The “seminal” action movie that inspired Kathryn Bigelow: “A game-changer”
You know a movie is truly special when it receives praise from a director of Kathryn Bigelow‘s calibre.
Being the director of hard-hitting cult favourites Near Dark and Point Break, along with the Oscar-winning The Hurt Locker – for which she became the first woman to win the Oscar for ‘Best Director’ – and Oscar-nominated Zero Dark Thirty, has carved a unique path in the industry. She is known for making films that are thrillingly tense and often shocking in their brutality, but also very focused on the inner lives of her protagonists.
Speaking to Rotten Tomatoes in 2009, Bigelow took the opportunity to list some of her favourite films. They included Sam Peckinpah’s “muscular” western The Wild Bunch, Martin Scorsese’s Mean Streets, owing to Robert De Niro’s performance, David Lean’s Lawrence of Arabia, “for its sheer bravado, magnificence, scale, scope”, and the cinema of Alfred Hitchcock. While Bigelow praised all of these films, she noted that James Cameron’s “[The]Terminator was a real seminal piece”.
The 1984 classic about a cyborg assassin sent back in time to kill the mother of a future resistance leader was a huge hit with audiences when it came out. It grossed over $78million worldwide and spawned a franchise with a sequel seven years later. But the film made a big impression on Bigelow before it even hit the screen.
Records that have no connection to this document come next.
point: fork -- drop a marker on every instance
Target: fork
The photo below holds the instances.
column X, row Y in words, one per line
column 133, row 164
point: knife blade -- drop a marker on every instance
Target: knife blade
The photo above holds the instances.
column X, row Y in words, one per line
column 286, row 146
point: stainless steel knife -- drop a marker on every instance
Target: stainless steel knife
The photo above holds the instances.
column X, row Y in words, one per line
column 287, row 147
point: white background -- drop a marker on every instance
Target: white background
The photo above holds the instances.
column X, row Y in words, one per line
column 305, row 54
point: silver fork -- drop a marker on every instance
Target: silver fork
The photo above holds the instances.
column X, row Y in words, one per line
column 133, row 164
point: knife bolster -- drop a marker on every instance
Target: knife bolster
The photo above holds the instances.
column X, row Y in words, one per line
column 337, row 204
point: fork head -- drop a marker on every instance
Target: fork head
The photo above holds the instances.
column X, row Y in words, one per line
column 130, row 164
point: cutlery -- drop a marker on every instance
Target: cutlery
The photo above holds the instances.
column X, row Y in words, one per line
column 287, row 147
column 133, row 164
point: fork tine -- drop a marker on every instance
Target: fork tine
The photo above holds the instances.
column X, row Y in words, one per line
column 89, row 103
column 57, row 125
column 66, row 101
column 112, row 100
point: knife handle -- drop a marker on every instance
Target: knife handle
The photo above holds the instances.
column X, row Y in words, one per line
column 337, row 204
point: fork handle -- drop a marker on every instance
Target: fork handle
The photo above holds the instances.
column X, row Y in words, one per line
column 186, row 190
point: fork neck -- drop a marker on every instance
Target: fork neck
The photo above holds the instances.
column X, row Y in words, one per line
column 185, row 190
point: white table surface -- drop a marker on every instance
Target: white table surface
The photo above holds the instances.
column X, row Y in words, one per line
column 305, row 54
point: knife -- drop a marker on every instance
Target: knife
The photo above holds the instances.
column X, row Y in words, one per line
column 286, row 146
In the interview, she mentions that she “read the script before [James Cameron] shot the movie”.
After reading the script, she could not wait to see the final product, and when relating her experience of the film, Bigelow said, “It’s like you’ve opened up a Pandora’s Box, and the filmmaking world can never be the same—the language is different, the grammar is different”.
She also showed a lot of respect for James Cameron, noting, “I think he really changed the playing field”.
Given the director’s own style, it’s understandable why she would be drawn to a film like The Terminator. Firstly, it features a lot of tension. The film is essentially one long cat-and-mouse chase with Arnold Schwarzenegger’s T-800 relentlessly hunting Linda Hamilton’s Sarah Connor and Michael Biehn’s Kyle Reese. It also has some quite grim moments, such as the T-800 repairing itself and the bloody shootout at the police station. However, underpinning it all is the engaging drama of Sarah Connor trying to come to terms with her desperate situation and the burgeoning romance she shares with Kyle Reese.
You can definitely see The Terminator’s influence in a lot of Bigelow’s work. Maya’s relentless hunt for Osama bin Laden in Zero Dark Thirty very much acts as an inverse of the T-800’s hunt for Sarah Connor, with more focus on the hunter’s motives and life; the brutal action of Near Dark and Point Break and the grimy tech-noir aesthetic of Strange Days all owe a great debt to Cameron’s cult film.
Bigelow herself has helped to change the landscape of modern cinema with her filmmaking achievements. It’s therefore no surprise that she is a huge fan of The Terminator, as she said it herself, “The only way you can describe it is as a game-changer”.